How to store billions of rows of time-series data?

Question

I'm trying to build a system to store price data. According to my calculations, I'm going to be inserting about 20 million rows every day. This will quickly add up to billions of rows.The queries will be very ad-hoc, mostly things like histograms, and grouping by certain attributes. It's also possible that some of the products will rarely/never be queried, not sure if it makes a difference. Read performance is still more important.Is something like TimescaleDB a good choice?I would also like to not spend a fortune on this (couple hundred a month at maximum). So is this even possible with the cost constraint?

valyala · Accepted Answer

Take a look at VictoriaMetrics. It supports OHLC function (rollup_candlestick) via MetticsQL [1], which is backwards compatible with PromQL - query language used in Prometheus. PromQL is optimized for typical queries over time series data [2].
VictoriaMetrics works out of the box without the need to set up third-party systems or wroting complex configs. It is also very fast for both data ingestion and querying [3], [4].
[1] https://github.com/VictoriaMetrics/VictoriaMetrics/wiki/Metr...
[2] https://medium.com/@valyala/promql-tutorial-for-beginners-9a...
[3] https://medium.com/@valyala/measuring-vertical-scalability-f...
[4] https://medium.com/@valyala/billy-how-victoriametrics-deals-...

nknealk · Answer

We use kinesis firehose and Athena as a SQL API for customer interactions analytics on our digital properties (among other things).

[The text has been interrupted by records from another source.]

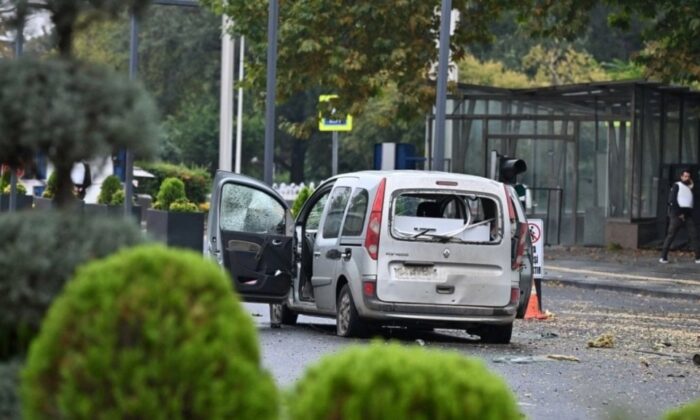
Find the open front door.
[209,172,293,303]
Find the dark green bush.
[138,162,212,204]
[155,178,187,210]
[0,210,144,360]
[21,246,279,419]
[169,198,199,213]
[289,343,520,420]
[0,359,22,420]
[291,186,314,217]
[664,400,700,420]
[97,175,122,204]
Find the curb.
[542,276,700,301]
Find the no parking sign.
[527,219,544,279]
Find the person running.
[659,169,700,264]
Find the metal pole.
[8,16,24,213]
[331,131,338,176]
[219,15,235,171]
[124,12,139,217]
[236,36,245,174]
[435,0,452,171]
[264,0,278,185]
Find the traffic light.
[498,155,527,184]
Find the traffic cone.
[524,279,549,320]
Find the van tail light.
[511,223,530,270]
[365,178,386,261]
[510,287,520,304]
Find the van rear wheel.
[336,284,367,337]
[270,303,299,328]
[478,323,513,344]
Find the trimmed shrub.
[138,162,212,203]
[21,246,279,419]
[0,359,22,420]
[291,185,314,217]
[0,210,144,359]
[169,198,199,213]
[664,400,700,420]
[288,343,521,420]
[155,178,187,210]
[97,175,124,204]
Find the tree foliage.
[203,0,517,136]
[0,58,158,205]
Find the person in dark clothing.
[659,169,700,264]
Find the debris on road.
[588,333,615,349]
[493,354,581,365]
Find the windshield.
[391,191,503,243]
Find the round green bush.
[289,343,521,420]
[156,178,187,210]
[169,198,199,213]
[0,210,145,359]
[664,400,700,420]
[21,245,279,419]
[97,175,123,204]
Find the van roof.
[331,169,501,187]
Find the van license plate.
[394,266,437,280]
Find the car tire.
[270,303,299,328]
[335,284,367,337]
[478,323,513,344]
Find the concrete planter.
[146,209,204,253]
[0,194,34,212]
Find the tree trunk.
[289,138,309,184]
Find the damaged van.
[208,171,531,343]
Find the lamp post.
[433,0,452,171]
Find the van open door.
[207,171,294,303]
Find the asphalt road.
[247,286,700,419]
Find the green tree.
[203,0,517,137]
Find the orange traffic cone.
[525,281,549,320]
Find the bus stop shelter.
[426,81,700,248]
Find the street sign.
[527,219,544,279]
[318,95,352,131]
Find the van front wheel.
[336,284,366,337]
[479,323,513,344]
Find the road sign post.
[318,95,352,175]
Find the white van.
[208,171,531,343]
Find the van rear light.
[510,287,520,303]
[365,178,386,261]
[362,281,377,297]
[511,223,530,270]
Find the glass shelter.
[426,81,700,248]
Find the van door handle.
[435,285,455,295]
[326,249,343,260]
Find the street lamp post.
[433,0,452,171]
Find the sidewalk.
[543,247,700,301]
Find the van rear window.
[391,191,503,243]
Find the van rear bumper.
[358,295,518,324]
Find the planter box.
[0,194,34,211]
[146,209,204,253]
[34,197,53,210]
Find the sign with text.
[527,219,544,279]
[318,95,352,131]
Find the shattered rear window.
[391,191,503,243]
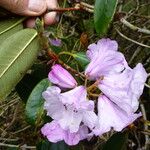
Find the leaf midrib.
[0,32,37,78]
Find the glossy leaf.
[0,29,40,100]
[26,79,50,124]
[94,0,118,34]
[102,132,128,150]
[0,18,24,43]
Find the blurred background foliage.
[0,0,150,150]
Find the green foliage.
[102,132,128,150]
[0,29,40,99]
[0,18,23,43]
[94,0,118,34]
[25,79,50,125]
[37,140,69,150]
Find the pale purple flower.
[98,64,147,114]
[93,95,141,136]
[42,86,97,133]
[48,64,77,88]
[41,121,89,145]
[85,39,128,80]
[49,39,61,47]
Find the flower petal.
[59,107,82,133]
[93,95,141,135]
[87,38,118,59]
[82,111,97,130]
[41,121,64,143]
[85,39,128,80]
[42,86,65,120]
[48,64,77,88]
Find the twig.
[48,2,94,13]
[0,143,36,149]
[120,18,150,34]
[115,28,150,48]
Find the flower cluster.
[41,39,147,145]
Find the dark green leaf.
[0,29,40,99]
[94,0,118,34]
[73,52,89,69]
[26,79,50,125]
[102,132,128,150]
[16,64,49,103]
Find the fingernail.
[28,0,45,12]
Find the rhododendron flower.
[48,64,77,88]
[41,121,89,145]
[93,95,141,136]
[43,86,97,133]
[98,64,147,114]
[85,39,128,80]
[49,39,61,47]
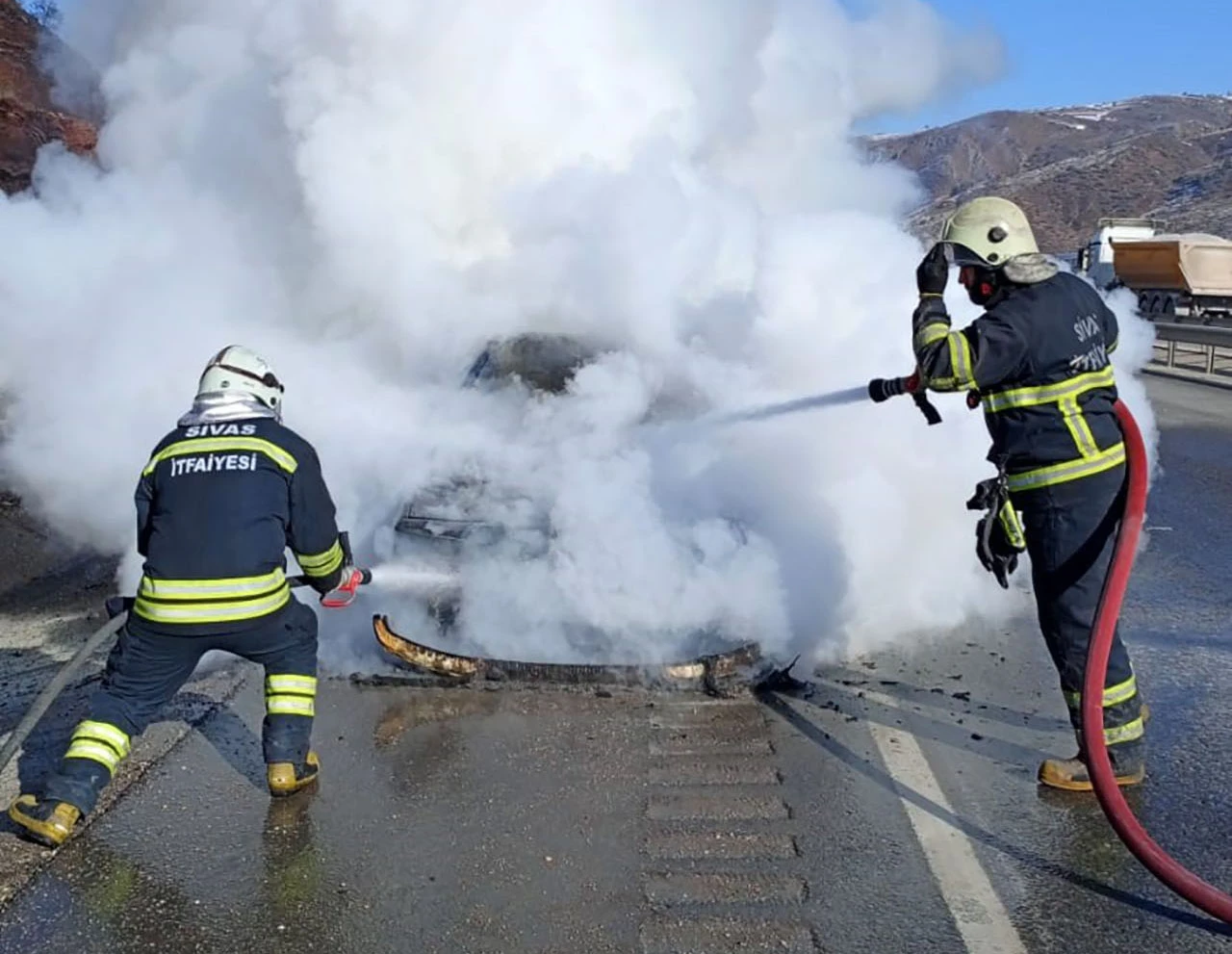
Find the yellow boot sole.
[1040,758,1147,791]
[265,752,321,797]
[9,795,81,848]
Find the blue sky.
[22,0,1232,133]
[862,0,1232,133]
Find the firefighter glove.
[967,477,1026,589]
[915,242,950,295]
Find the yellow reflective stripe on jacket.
[1005,443,1125,493]
[265,676,317,717]
[138,567,287,601]
[1065,676,1139,709]
[1057,395,1099,457]
[141,438,298,476]
[133,580,291,623]
[64,718,132,772]
[997,501,1026,550]
[295,540,343,577]
[946,331,976,390]
[983,366,1116,414]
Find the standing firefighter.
[911,197,1145,791]
[9,346,360,847]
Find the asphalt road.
[0,377,1232,954]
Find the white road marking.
[852,700,1026,954]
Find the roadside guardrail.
[1152,322,1232,374]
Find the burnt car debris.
[372,333,758,689]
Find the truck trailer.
[1110,232,1232,324]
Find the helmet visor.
[941,242,991,269]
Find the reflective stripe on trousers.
[64,718,132,772]
[265,676,317,718]
[1065,676,1145,746]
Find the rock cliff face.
[863,96,1232,251]
[0,0,98,193]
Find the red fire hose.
[1082,400,1232,924]
[868,374,1232,924]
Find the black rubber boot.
[1040,740,1147,791]
[9,795,81,848]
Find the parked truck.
[1074,219,1167,289]
[1074,219,1232,324]
[1112,232,1232,324]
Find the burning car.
[364,333,757,683]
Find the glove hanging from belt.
[967,462,1026,589]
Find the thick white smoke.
[0,0,1153,667]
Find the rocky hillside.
[863,96,1232,252]
[0,0,97,193]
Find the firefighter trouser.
[44,601,317,814]
[1014,465,1143,764]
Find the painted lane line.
[868,722,1026,954]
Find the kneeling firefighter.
[911,196,1145,791]
[9,346,362,847]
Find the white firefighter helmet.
[941,196,1040,269]
[197,346,283,414]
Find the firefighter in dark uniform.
[911,196,1145,791]
[9,346,358,847]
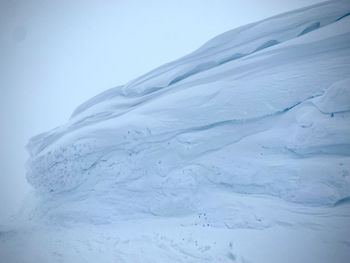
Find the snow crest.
[27,1,350,220]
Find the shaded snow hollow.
[0,1,350,263]
[27,1,350,215]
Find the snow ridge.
[27,1,350,223]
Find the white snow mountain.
[2,1,350,262]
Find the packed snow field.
[0,1,350,263]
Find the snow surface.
[0,1,350,263]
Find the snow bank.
[27,1,350,220]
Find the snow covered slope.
[27,1,350,214]
[2,1,350,262]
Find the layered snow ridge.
[27,1,350,223]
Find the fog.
[0,0,320,223]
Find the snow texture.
[0,1,350,262]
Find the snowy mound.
[27,1,350,221]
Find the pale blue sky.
[0,0,321,220]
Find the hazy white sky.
[0,0,321,220]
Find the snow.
[0,1,350,262]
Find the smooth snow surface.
[0,1,350,263]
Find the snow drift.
[27,1,350,221]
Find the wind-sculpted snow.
[27,1,350,225]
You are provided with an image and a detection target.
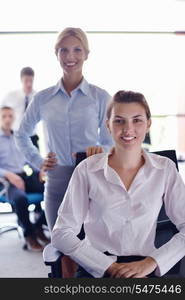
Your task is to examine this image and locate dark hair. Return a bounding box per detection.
[0,106,13,110]
[107,91,151,120]
[20,67,35,78]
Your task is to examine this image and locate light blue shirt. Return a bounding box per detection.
[16,79,113,168]
[0,129,25,177]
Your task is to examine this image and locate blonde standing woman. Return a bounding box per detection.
[16,28,112,276]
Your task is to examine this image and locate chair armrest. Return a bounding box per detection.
[43,243,64,265]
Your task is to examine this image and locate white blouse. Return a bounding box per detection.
[52,150,185,277]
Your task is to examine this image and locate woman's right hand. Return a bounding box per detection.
[5,172,25,191]
[41,152,57,172]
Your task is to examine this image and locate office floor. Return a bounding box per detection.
[0,214,49,278]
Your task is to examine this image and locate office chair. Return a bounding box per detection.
[0,178,43,238]
[43,150,185,278]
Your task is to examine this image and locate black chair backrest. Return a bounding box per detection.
[152,150,179,232]
[152,150,179,171]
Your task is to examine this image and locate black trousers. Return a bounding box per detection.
[8,172,46,237]
[75,252,156,278]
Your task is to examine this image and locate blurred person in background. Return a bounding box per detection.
[0,106,49,251]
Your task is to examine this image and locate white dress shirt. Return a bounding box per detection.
[15,78,113,168]
[52,151,185,277]
[1,90,35,134]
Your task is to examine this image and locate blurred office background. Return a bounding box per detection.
[0,0,185,277]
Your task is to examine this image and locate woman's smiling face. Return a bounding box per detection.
[57,36,87,73]
[107,102,151,149]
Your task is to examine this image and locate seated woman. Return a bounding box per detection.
[52,91,185,278]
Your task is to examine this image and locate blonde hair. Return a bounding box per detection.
[55,27,90,55]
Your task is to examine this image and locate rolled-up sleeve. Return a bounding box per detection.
[15,95,43,169]
[150,161,185,276]
[51,161,115,278]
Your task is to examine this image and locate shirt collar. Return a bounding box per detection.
[52,78,89,96]
[88,149,164,172]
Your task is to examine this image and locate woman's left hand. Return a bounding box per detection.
[109,257,157,278]
[86,146,104,157]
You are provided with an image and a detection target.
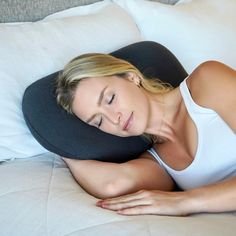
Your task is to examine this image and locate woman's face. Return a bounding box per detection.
[72,73,149,137]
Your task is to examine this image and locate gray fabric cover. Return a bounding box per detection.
[0,0,178,23]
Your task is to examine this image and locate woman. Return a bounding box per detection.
[56,54,236,215]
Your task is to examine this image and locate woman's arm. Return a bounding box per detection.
[97,177,236,216]
[63,153,174,198]
[98,61,236,215]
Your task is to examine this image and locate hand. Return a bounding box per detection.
[96,190,191,216]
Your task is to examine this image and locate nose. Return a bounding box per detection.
[105,112,122,125]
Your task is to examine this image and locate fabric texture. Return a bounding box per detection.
[22,42,187,162]
[0,1,142,161]
[0,153,236,236]
[150,79,236,190]
[0,0,177,23]
[114,0,236,73]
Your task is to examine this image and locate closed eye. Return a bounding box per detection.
[97,117,102,128]
[108,94,115,105]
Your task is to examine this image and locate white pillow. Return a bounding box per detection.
[114,0,236,73]
[0,1,142,161]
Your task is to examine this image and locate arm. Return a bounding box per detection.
[63,153,174,198]
[98,61,236,215]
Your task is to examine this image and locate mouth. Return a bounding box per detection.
[123,111,134,131]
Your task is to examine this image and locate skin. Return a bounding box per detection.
[64,61,236,215]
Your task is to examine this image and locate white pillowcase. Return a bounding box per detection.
[114,0,236,73]
[0,1,142,161]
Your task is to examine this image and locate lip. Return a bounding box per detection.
[123,111,133,131]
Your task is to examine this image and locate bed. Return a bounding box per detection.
[0,0,236,236]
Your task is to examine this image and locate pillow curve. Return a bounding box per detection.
[22,41,187,163]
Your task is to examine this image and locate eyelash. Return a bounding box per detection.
[98,117,102,128]
[108,94,115,105]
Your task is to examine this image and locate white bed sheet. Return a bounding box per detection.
[0,153,236,236]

Data sizes are upwards of 10M rows per day. Athena will blow through months of data pretty quickly at very reasonable cost.
Some gochas: AWS lock in. Especially since S3 is your storage back end. Kinesis firehose writes files by insert date and you may need ETLs to partition by some other time dimension inherent to the data. This gets tricky if stuff comes in really late and you may have to decide to drop records older than N days to make such an ETL work at reasonable cost.
Some pros: easy to POC. Pure variable cost architecture. Serverless (also a downside because if any of the services go down so do you) with little administrative work. It can get expensive if you don’t think through partitioning for analytics, but Kinesis firehose can be configured to write parquet to S3 natively allowing you to use existing spark/hive/whatever if your org has that as your SQL layer.
Edit: come to think of it, there is another division in my company using bigquery with whatever google’s streaming ingestion product is. They’re achieving similar results at similar cost. I haven’t personally done development in GCP though so I couldn’t comment

gwittel · Answer

A timeseries db may work fine. 20 million per day isn’t bad, unless you expect huge spikes in a short duration.
What do your rows look like? What time ranges do you expect to query? Does your data arrive in a stream or large batches? This will help determine a rough IO and storage range needed (or at least worst case).
At this scale and going for low cost you have some trade offs that could help reduce costs and improve performance. I would try to keep it simple and test something like timescale with dummy data first. Chunks of Parquet or ORC data and Presto/Athena may also work depending on your workload.
That aside, other things may help make it even easier for you. Can you reduce the problem any (e.g. reduce number of rows you need)?
For example:
What is the minimum time period granularity you need for a single datapoint? Lower res = fewer rows.
Can you aggregate upon ingest?
For distributions can you use approximations (eg t-digest) or do you need exact values?

seektable · Answer

Yandex ClickHouse one more free/open source solution that can be considered for this purpose. Setup/maintenance may be a bit tricky - but you'll be surprised how fast CH executes your ad-hoc queries (SQL!) over billions of rows.

mfreed · Answer

(Timescale person here.)Many of our users store many billions of rows + 10s of millions per day. Native compression will give you significant storage savings, and very flexible options for indexing to support various queries. And if you have some things which are commonly queried, easy to build automated continuous rollups (e.g., to continuous rollup to OHLCV candlesticks).Can deploy either self-managed or Timescale Cloud (timescale.com/cloud), where you can find deployments within $100s per month.Cheers!

GauntletWizard · Answer

Yes, it sounds like what you want is a timeseries DB. Prometheus can handle tens of millions of rows and billions of datapoints with ease, and it's query language is designed for that kind of grouping via set arithmetic.

icsa · Answer

Try the 32-bit evaluation version of kdb+ (https://kx.com/). Twenty million rows of data per day is easy with kdb+ - even on a laptop.

sman393 · Answer

Depending on what your reporting needs are I would definitely recommend TimescaleDB. I love Prometheus for storing server resource metrics or basic app metrics (counts/timers). For more business-facing data, having the query functionality and visualization tooling of Postgres is a major win. I am working on a similar use-case to you, we considered Cassandra, Timescale, and Clickhouse. With our insert rates and reporting needs, We decided to start working with TimescaleDB.

runT1ME · Answer

My current gig is using Scylla for storing time series data, we're partitioning by day and anywhere from 5-15 million rows per day.We've mostly been using Apache Beam/Cloud Dataflow for working wtih the data en mass for occasional reports, and we're planning on trying Presto soon as well. I'm interested in what solution you come up with, happy to chat more about this kind of thing on twitter or email.

jll29 · Answer

Google BigQuery is your friend.